Laboratory Simulations of Haze Formation in the Atmospheres of super-Earths and mini-Neptunes: Particle Color and Size Distribution

TL;DR

This study conducts laboratory experiments to understand haze particle formation in super-Earth and mini-Neptune atmospheres, revealing how temperature and metallicity influence particle properties and impacting exoplanet climate and habitability assessments.

Contribution

It provides new experimental data on haze particle color, size, and optical properties under various planetary atmospheric conditions, aiding in exoplanet atmosphere modeling.

Findings

Particle color and size depend on atmospheric temperature and metallicity.

Haze particles' optical properties influence exoplanet climate and habitability.

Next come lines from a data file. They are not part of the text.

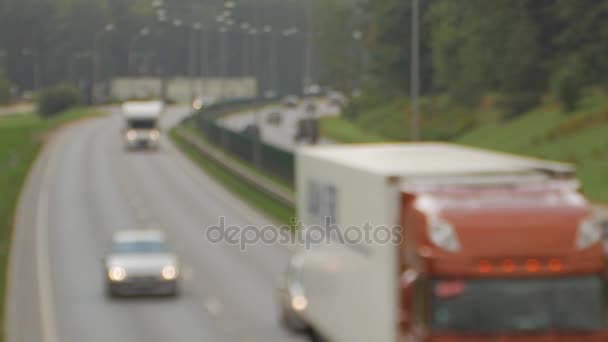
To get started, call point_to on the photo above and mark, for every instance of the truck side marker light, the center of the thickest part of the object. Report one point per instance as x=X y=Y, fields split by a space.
x=484 y=266
x=532 y=265
x=449 y=289
x=508 y=266
x=555 y=265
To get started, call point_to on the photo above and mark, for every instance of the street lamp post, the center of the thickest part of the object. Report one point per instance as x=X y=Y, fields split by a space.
x=132 y=44
x=96 y=59
x=244 y=67
x=309 y=41
x=415 y=73
x=72 y=64
x=192 y=59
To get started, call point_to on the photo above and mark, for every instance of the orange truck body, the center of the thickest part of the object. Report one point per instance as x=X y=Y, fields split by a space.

Results inform future observational strategies with TESS, JWST, and WFIRST.

Abstract

Super-Earths and mini-Neptunes are the most abundant types of planets among the ~3500 confirmed exoplanets, and are expected to exhibit a wide variety of atmospheric compositions. Recent transmission spectra of super-Earths and mini-Neptunes have demonstrated the possibility that exoplanets have haze/cloud layers at high altitudes in their atmospheres. However, the compositions, size distributions, and optical properties of these particles in exoplanet atmospheres are poorly understood. Here, we present the results of experimental laboratory investigations of photochemical haze formation within a range of planetary atmospheric conditions, as well as observations of the color and size of produced haze particles. We find that atmospheric temperature and metallicity strongly affect particle color and size, thus altering the particles' optical properties (e.g., absorptivity, scattering, etc.); on a larger scale, this affects the atmospheric and surface temperature of the exoplanets, and their potential habitability. Our results provide constraints on haze formation and particle properties that can serve as critical inputs for exoplanet atmosphere modeling, and guide future observations of super-Earths and mini-Neptunes with the Transiting Exoplanet Survey Satellite (TESS), the James Webb Space Telescope (JWST), and the Wide-Field Infrared Survey Telescope (WFIRST).